On June 5, 2016 we posted a blog (here) outlining Congressional support for an increase in the number of patients that practitioners can treat for substance abuse with designated medications. Tomorrow, HHS will publish a 112-page Final Rule (here) outlining how the phase in of an increase in the number of patients that a provider will be able to treat and monitor will be accomplished.
Background information in the Final Rule States:
“Section 303(g)(2) of the CSA (21 U.S.C. 823(g)(2)) allows individual practitioners to dispense or prescribe Schedule III, IV, or V controlled substances that have been approved by the Food and Drug Administration (FDA) for use in maintenance and detoxification treatment without registering as an opioid treatment program (OTP). Buprenorphine is a schedule III controlled substance under the CSA. To qualify to treat any patients with buprenorphine, the practitioner must be a physician, possess a valid license to practice medicine, be a registrant of the Drug Enforcement Administration (DEA), have the capacity to refer patients for appropriate counseling and other necessary ancillary services, and have completed required training.

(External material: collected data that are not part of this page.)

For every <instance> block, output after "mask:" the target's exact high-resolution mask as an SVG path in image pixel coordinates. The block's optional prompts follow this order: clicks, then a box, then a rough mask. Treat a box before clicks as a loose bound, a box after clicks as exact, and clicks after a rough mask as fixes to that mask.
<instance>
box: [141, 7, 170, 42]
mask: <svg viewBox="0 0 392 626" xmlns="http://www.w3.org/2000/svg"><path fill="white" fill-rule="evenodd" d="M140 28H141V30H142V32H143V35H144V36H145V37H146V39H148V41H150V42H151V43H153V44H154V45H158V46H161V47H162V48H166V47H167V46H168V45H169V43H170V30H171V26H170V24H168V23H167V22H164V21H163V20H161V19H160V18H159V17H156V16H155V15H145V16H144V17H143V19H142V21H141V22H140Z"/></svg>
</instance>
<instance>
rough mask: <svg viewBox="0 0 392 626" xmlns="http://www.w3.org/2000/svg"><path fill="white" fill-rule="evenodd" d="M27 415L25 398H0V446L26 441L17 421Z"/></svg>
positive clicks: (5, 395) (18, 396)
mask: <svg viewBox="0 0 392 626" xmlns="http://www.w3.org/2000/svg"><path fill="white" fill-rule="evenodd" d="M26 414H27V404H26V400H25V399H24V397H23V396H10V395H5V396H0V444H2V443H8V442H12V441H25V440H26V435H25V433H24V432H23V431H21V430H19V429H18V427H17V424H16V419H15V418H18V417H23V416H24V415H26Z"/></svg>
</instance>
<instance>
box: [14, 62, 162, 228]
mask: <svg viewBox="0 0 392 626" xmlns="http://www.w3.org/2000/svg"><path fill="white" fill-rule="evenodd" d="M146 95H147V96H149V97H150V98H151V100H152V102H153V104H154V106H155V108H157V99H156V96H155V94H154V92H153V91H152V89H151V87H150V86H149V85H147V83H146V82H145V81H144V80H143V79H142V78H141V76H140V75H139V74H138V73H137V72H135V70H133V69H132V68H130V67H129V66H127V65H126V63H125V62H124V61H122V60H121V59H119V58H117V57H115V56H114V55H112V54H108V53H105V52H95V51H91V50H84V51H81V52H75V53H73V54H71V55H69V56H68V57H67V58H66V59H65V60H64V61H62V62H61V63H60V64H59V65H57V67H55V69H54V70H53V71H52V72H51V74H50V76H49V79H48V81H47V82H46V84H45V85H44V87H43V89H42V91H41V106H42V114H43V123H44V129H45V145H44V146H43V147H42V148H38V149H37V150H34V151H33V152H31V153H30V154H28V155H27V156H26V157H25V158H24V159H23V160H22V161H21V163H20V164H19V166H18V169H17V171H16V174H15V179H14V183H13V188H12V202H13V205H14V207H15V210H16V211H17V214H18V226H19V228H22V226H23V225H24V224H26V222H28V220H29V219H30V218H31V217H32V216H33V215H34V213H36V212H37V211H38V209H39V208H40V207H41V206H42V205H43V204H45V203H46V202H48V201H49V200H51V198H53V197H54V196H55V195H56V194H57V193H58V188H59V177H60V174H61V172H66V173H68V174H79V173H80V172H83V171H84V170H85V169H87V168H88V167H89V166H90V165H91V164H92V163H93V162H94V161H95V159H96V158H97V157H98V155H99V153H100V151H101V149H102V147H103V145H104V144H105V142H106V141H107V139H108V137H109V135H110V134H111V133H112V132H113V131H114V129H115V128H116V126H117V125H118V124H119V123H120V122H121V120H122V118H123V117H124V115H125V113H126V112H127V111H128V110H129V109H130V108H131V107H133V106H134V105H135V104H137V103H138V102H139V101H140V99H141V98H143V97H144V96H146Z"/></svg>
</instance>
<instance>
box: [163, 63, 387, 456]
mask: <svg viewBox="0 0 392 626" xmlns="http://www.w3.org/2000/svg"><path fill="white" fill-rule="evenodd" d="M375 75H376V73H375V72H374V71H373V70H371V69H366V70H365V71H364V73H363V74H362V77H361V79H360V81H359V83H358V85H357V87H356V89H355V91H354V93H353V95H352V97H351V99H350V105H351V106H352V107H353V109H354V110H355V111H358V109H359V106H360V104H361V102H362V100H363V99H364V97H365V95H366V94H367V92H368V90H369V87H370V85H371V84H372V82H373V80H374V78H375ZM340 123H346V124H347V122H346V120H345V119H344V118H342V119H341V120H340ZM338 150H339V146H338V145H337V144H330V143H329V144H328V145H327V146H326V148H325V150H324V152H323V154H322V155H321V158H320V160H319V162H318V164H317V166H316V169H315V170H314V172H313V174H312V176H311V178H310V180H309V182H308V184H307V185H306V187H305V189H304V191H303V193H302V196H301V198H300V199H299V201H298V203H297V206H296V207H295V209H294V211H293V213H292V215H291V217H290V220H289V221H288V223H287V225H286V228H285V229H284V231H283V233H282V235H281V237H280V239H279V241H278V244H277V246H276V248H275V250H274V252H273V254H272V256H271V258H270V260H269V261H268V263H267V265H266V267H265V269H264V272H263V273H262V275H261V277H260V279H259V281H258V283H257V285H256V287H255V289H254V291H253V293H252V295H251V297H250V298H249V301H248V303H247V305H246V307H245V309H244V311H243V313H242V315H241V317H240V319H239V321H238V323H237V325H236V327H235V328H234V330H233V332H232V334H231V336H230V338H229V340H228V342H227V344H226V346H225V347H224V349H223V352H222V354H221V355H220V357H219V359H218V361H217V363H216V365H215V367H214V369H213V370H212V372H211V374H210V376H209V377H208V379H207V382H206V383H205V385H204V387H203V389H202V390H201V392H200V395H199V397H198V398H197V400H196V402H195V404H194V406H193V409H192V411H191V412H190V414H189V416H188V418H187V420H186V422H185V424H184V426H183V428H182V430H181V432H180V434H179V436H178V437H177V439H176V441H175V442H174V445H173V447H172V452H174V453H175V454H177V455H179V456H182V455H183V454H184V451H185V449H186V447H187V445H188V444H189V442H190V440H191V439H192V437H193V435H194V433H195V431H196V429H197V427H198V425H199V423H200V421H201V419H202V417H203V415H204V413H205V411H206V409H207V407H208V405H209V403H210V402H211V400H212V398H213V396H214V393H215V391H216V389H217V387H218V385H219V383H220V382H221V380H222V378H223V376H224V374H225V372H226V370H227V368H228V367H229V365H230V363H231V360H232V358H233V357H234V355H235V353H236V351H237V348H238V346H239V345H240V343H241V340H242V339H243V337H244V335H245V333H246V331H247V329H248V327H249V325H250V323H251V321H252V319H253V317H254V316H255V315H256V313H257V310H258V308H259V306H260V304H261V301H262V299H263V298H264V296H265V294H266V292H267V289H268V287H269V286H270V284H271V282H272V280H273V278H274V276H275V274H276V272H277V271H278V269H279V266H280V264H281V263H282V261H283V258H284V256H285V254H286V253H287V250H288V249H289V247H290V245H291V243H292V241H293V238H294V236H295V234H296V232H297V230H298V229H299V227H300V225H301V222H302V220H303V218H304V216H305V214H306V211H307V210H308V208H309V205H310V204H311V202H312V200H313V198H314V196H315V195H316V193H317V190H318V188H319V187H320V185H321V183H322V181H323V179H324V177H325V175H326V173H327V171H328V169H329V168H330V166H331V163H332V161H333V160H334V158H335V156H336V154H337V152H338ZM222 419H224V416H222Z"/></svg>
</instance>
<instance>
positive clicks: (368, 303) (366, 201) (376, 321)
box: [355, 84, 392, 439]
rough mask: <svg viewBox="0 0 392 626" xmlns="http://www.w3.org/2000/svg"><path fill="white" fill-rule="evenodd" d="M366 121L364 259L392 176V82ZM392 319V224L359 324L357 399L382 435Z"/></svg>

The CSA also imposes a limit on the number of patients a practitioner may treat with certain types of FDA-approved narcotic drugs, such as buprenorphine, at any one time. Specifically, Section 303(g)(2)(B)(iii) of the CSA allows qualified practitioners who file an initial notification of intent (NOI) to treat a maximum of 30 patients at a time. After 1 year, the practitioner may file a second NOI indicating his/her intent to treat up to 100 patients at a time. Pursuant to 21 U.S.C. 823(g)(2)(B)(iii), the Secretary is authorized to change the patient limit by regulation.”
The Final Rule also notes that “[G]iven the evidence supporting buprenorphine-based MAT as an effective treatment for opioid use disorder and the magnitude of the opioid crisis, this rule is intended to increase access to buprenorphine-based MAT, prevent diversion, and ensure quality services are provided. With respect to the comment specifically related to the issues of subspecialty board certification and unclear criteria for a qualified practice setting, the final rule addresses these issues by replacing the “board certification” definition with an “additional credentialing” definition and also provides further clarity regarding the criteria for a qualified practice setting.”
With appropriate documentation and credentialing for certain practitioners, the limit can increase to 275 patients up from a previous maximum of 200 with special circumstances. This will mean a significant increase in the availability of MAT resources for patients and will also likely mean an increase in the use of the common drugs used in the MAT program. Hopefully, this will be another advance in the treatment of addicted patients and shorten the wait time for entry into MAT programs.
There are lots of details in the Final Rule and there is a companion Supplemental Notice of Proposed Rule Making relative to new Reporting requirements for MAT that can be found here.